Exercise-related muscle proteins open new avenue to treat Alzheimer’s disease

Alzheimer’s disease (AD) is a devastating cause of memory loss and cognitive decline, for which no cure exists. Among lifestyle factors, physical activity appears to be one of the strongest advocates for brain health.

There is growing evidence linking skeletal muscle function and cognitive health. Pioneering research by Florida Atlantic University and collaborators at the Novo Nordisk Foundation Center for Basic Metabolic Research takes this evidence to the next level, revealing that the key to fighting AD may not only lie in the brain, but also in our muscles.

At the center of this discovery is cathepsin B (Ctsb), a protein long studied in cancer and brain injury, but which also functions as a myokine, a molecule released by muscles during exercise, which may influence memory function.
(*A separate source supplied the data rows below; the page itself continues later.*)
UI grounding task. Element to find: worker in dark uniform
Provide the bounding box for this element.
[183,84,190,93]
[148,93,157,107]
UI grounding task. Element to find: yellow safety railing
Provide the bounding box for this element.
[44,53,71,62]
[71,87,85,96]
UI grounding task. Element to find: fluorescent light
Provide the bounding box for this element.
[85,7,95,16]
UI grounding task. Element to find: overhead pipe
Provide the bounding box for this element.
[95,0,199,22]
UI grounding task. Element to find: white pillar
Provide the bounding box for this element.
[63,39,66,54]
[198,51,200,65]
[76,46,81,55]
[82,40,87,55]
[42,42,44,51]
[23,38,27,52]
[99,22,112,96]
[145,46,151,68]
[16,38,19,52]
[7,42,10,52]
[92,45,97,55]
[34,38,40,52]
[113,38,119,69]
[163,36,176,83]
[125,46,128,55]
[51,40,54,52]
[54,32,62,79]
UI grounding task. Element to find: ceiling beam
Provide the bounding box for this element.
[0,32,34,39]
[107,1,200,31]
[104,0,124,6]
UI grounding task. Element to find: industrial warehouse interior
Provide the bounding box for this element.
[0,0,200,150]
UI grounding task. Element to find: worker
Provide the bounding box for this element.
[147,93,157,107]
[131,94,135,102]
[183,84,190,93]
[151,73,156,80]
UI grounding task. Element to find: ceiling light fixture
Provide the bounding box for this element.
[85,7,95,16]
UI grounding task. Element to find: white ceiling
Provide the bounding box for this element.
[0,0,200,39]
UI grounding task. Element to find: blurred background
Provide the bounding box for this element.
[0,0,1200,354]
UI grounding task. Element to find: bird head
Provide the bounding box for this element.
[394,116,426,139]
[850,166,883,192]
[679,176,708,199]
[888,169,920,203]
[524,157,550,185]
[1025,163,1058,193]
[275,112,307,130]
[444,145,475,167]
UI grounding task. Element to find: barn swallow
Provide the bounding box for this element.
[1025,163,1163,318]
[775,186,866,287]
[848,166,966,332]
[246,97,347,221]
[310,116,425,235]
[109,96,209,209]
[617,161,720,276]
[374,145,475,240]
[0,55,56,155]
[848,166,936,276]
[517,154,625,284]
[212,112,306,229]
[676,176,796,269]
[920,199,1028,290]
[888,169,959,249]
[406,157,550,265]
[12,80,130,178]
Gene therapy in muscles shows promise

The new study, published in the journal Aging cellinvestigated whether a gene therapy approach aimed at specifically expressing Ctsb in muscle could protect brain function in an AD mouse model. In this approach, mice were given a viral vector, a harmless, modified virus containing the Ctsb gene that enters the muscle cell, where it expresses Ctsb in the tissue. These mice carry human genetic mutations that mimic key symptoms of the disease, including memory loss and amyloid pathology.

The results were striking. Mice treated with Ctsb in their muscles did not develop the typical memory deficits associated with AD. Additionally, new neuronal growth in the hippocampus, a brain region essential for learning and memory, was preserved. In fact, their brain, muscle and blood protein profiles more closely resembled those of healthy mice. This suggests that increasing Ctsb in muscle tissue could provide protection against the effects of AD.

“Our study is the first to show that specific expression of cathepsin B in muscle can prevent memory loss and maintain brain function in a mouse model of Alzheimer’s disease,” said Henriette van Praag, Ph.D., corresponding author and associate professor of biomedical sciences in the FAU Charles E. Schmidt College of Medicine and member of the FAU Stiles-Nicholson Brain Institute (SNBI).

“Our results suggest that modulating muscle Ctsb through gene therapy, and perhaps even through drugs or exercise, could slow or reverse memory decline by promoting brain cell growth, restoring protein balance, and rebalancing brain activity.”

Unexpected results and future directions

Interestingly, the treatment did not reduce the hallmark features of AD, such as inflammation or plaques, which are generally considered the main therapeutic targets. Despite these persistent signs of disease, brain function improved, indicating that Ctsb may support memory and cognition in underexplored pathways, perhaps by restoring the brain’s ability to produce proteins essential for neurogenesis, synaptic plasticity, learning, and memory in adults.

“We have long known that physical activity benefits the brain, but this study brings us closer to understanding how this happens at the molecular level,” said Atul S. Deshmukh, Ph.D., co-corresponding author and associate professor at the Novo Nordisk Foundation Center for Basic Metabolic Research, University of Copenhagen.

“Muscle is not just a mechanical tissue, it is a powerful communicator with the brain. This opens up exciting possibilities for new treatments that harness the body’s biology to combat neurodegeneration.”

However, the effects were not the same in healthy mice. When Ctsb was administered to mice without AD, it appeared to impair their memory, potentially due to differential processing of the gene therapy vector in the muscle of healthy mice compared to that of AD mice.

Although more research is needed, particularly in humans, this study adds to a growing body of evidence that muscles and the brain are deeply connected and that improving muscle health could offer new ways to treat or even prevent neurodegenerative diseases.

“While there is still much to learn, our work reinforces a powerful idea: the path to protecting the brain may begin in the body,” van Praag said. “Targeting muscles could potentially become a new, non-invasive, low-cost therapeutic intervention for neurodegenerative diseases that would be accessible to many patients.”

Co-authors of the study include first authors Alejando Pinto, SNBI; Hazal Haytural, Ph.D., University of Copenhagen; and Cassio Morais Loss, Ph.D., SNBI. Other co-authors represent the Schmidt College of Medicine; Charles E. Schmidt College of Science, SNBI, University of Copenhagen, University of North Carolina at Chapel Hill and Institute of Molecular and Cellular Pharmacology, Université Côte d’Azur et Center National pour la Recherche Scientifique, Valbonne, France.

“These studies represent an important step in understanding the mechanisms by which exercise, and specifically muscle-derived molecules, can support brain health,” said Randy Blakely, Ph.D., executive director of SNBI, the David JS Nicholson Distinguished Professor of Neuroscience and professor of biomedical sciences at the Schmidt College of Medicine.

“By showing that signals from our muscles can profoundly influence memory and cognition, the work adds significantly to our appreciation of the complex connections between the body and the brain. The work is striking not only for its relevance to new drugs to treat Alzheimer’s disease, but also for providing a compelling example of how biological factors derived from healthy lifestyle opportunities can be identified and can support resilience to the challenges of aging.”